Devant un parterre de personnalités, composés des lauréats du prix Nobel de la paix, des anciens présidents de la République, des anciens chefs de gouvernement ou ministres, des intellectuels, Nicolas Sarkhozy lança : 'Je dis, aujourd'hui, que le président Mugabé doit partir, que le Zimbabwe a suffisamment souffert, que toutes les discussions ont été engagées'. Avant de rendre hommage à l'Afrique du Sud et au président Mbéki à cause des négociations qu'il avait dirigées lorsqu'il était président de la République et un peu après sa démission.
Toutefois, le président français estime que 'quand un dictateur ne veut pas entendre, ne veut pas comprendre, alors j'estime que les chefs d'Etat et de gouvernement doivent cesser de discuter'. Pour lui, 'il est temps de dire à M. Mugabé : 'Vous avez assez pris en otage votre peuple, les habitants du Zimbabwe, le droit à la liberté, à la sécurité et au respect'. Et d'en conclure : 'Il (Robert Mugabé, Ndlr) doit partir.'
C'est une pression supplémentaire que la France veut maintenir sur le président zimbabwéen après celle de l'Union européenne qui signale avoir renforcé les sanctions contre le régime d'Hararé. L'Union européenne rejoint ainsi les Etats-Unis et le Royaume Uni. Il faut rappeler que cette réclame de Nicolas Sarkozy s'est faite dans un contexte où le Zimbabwe fait face à une épidémie de choléra qui a déjà fait 600 victimes.
Ce n'est pas seulement Robert Mugabé qui est visé. Le président soudanais, El Béchir, est aussi dans le viseur de Nicolas Sarkozy qui l'avait rencontré à Doha, il y a quelques jours. 'Ce n'est pas la peine de vous donner beaucoup de mal pour me convaincre que le Darfour est sans doute l'un des grands scandales de ce début de siècle. Des dizaines de milliers, des centaines de milliers peut-être, de morts dans cette région du monde, où les populations n'ont rien et où ont eu lieu, sans doute, les premières guerres de la faim et de l'eau.
Nous avons besoin du gouvernement soudanais pour trouver enfin la paix au Darfour. Nul ne le conteste. Le président Béchir a bien peu de temps pour décider. Il a son avenir entre les mains. Soit, il change d'attitude et la communauté internationale peut discuter avec lui, soit il ne change pas d'attitude et il sera alors face à ses responsabilités, notamment devant la Cour pénale internationale qui est un progrès de l'humanité', soutient le président français.
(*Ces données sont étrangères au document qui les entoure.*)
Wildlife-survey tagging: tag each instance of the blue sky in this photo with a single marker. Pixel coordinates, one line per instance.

Nicolas Sarkozy fait allusion au mandat d'arrêt international lancé contre le président soudanais par le Tribunal international de la Haye. Il estime que : 'Lorsqu'on conserve dans son gouvernement un homme qui est poursuivi pour crime, alors la communauté internationale ne peut pas parler avec vous'. Avant de marteler : 'Le choix du président Béchir, du président soudanais, est un choix qu'il doit faire non pas dans les semaines qui viennent, mais dans les prochains jours'. Sarkozy informe qu'il le lui a dit à Doha.
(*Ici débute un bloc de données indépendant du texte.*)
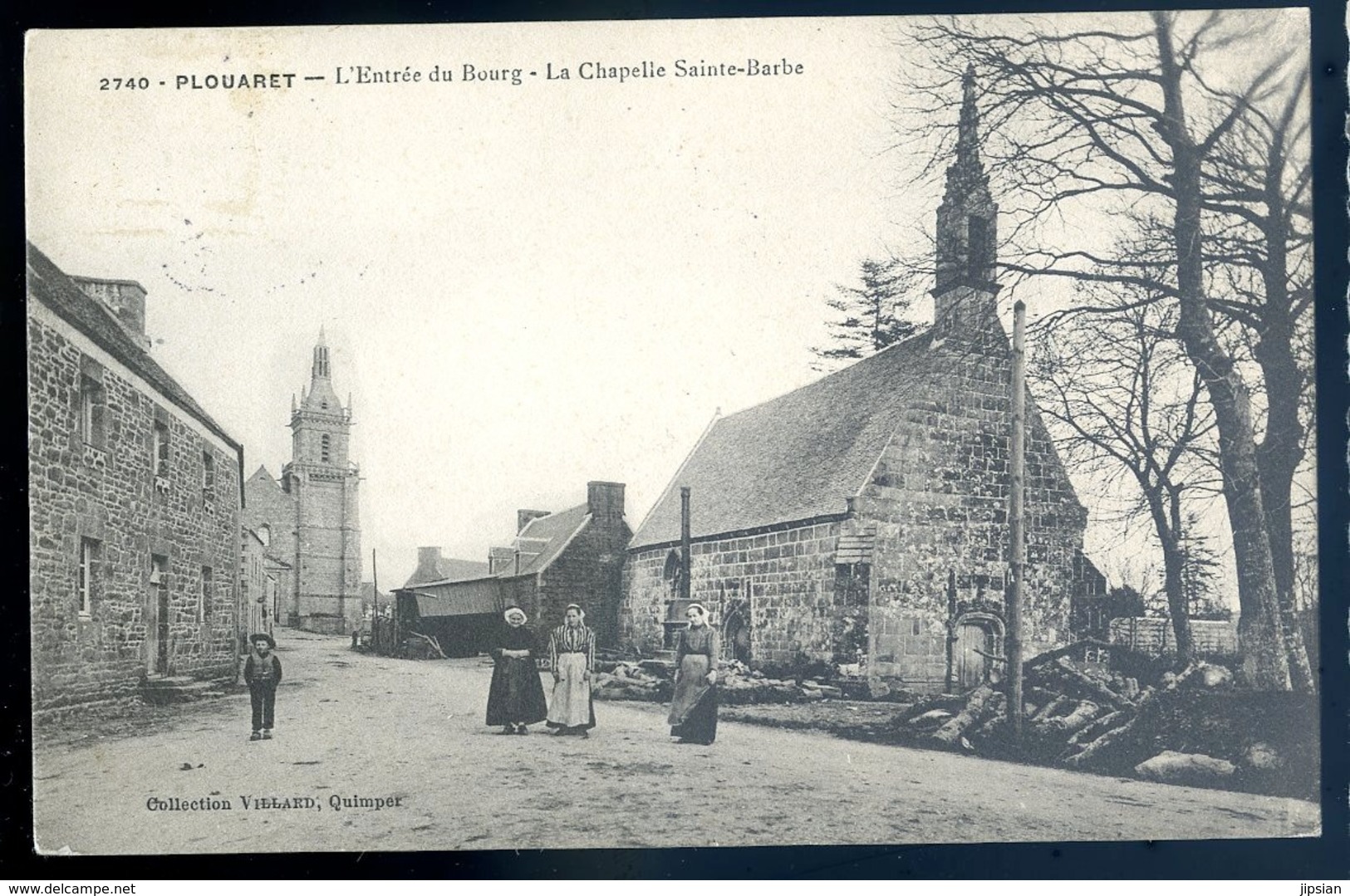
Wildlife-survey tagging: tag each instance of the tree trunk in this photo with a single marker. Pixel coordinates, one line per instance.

'J'ai eu l'occasion à Doha fin novembre de le lui dire de la façon la plus claire', soutient-il. Pourquoi l'avoir rencontré quand la plupart des présidents occidentaux refusent de voir El Béchir ? 'Si l'on ne parle pas avec le président soudanais, comment trouvera-t-on la solution dans cette partie du monde ?', se défend-il. Avant d'ajouter : 'Mais si le président soudanais ne change pas de politique, alors plus personne ne parlera avec lui'.